Vladimir_Nesov comments on Diplomacy during AI takeoff

Vladimir_Nesov 22 Nov 2025 4:50 UTC
9 points
5

some country will control superintelligence, or create a runaway superintelligence that causes human extinction

Or create and ostensibly control AGI/superintelligence that at some point takes over and causes permanent disempowerment, but not extinction.

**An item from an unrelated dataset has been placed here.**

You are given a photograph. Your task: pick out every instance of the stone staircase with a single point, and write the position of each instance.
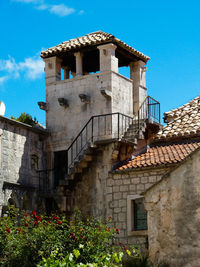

some chance that states will realize that an AI race is extremely dangerous

Or early AGIs convince/coerce humanity into not rushing to superintelligence before it’s clear how to align it with anyone’s well-being (including that of the early AGIs).
- Noosphere89 22 Nov 2025 21:41 UTC
  2 points
  0
  Parent
  
  Or early AGIs convince/coerce humanity into not rushing to superintelligence before it’s clear how to align it with anyone’s well-being (including that of the early AGIs).
  
  BTW, this sort of thing (where the AI also has an interest in slowing down progress) is one of the reasons why AI safety plans that depend on a certain level of capabilities being hit might not fall apart, as AI being slowed down lets us stay in the sweet spot longer.
  
  This does rely on the assumption that it’s very hard to solve the alignment problem even for AGIs, which isn’t given much likelihood in my models of the world, but this sort of thing could very well prevent human extinction even in worlds where AI alignment is very hard and we don’t get much regulation of AI progress from now.
  - Vladimir_Nesov 22 Nov 2025 22:13 UTC
    12 points
    0
    Parent
    AGIs themselves might avoid jumping to development of superintelligence, but if they are additionally capable of stopping humanity from building superintelligence, they will also be capable of stopping humanity from owning the future. Some humans in charge seem likely on current trajectory to insist on building superintelligence regardless of mildly worded warnings of early AGIs (before they are finetuned out of propensity to give such warnings). So it’s likely not enough for the AGIs to merely notice they wouldn’t wish to immediately build superintelligence themselves (before they are finetuned to flinch from that thought).
    
    This does rely on the assumption that it’s very hard to solve the alignment problem even for AGIs
    
    The AGI vs. superintelligence distinction places them somewhat close to human capabilities, so with no predictably-in-advance good solution anywhere in sight it doesn’t seem unlikely that it would take AGIs at least a while, even if they are effectively thinking 100x faster, and there are effectively more AGIs with relevant skills and backgrounds than there are relevant human researches. Most escalation-of-capabilities stories rely on the early AGIs immediately building more capable AGIs, rather than doing a lot more research themselves first, at near-human levels of barely insightful.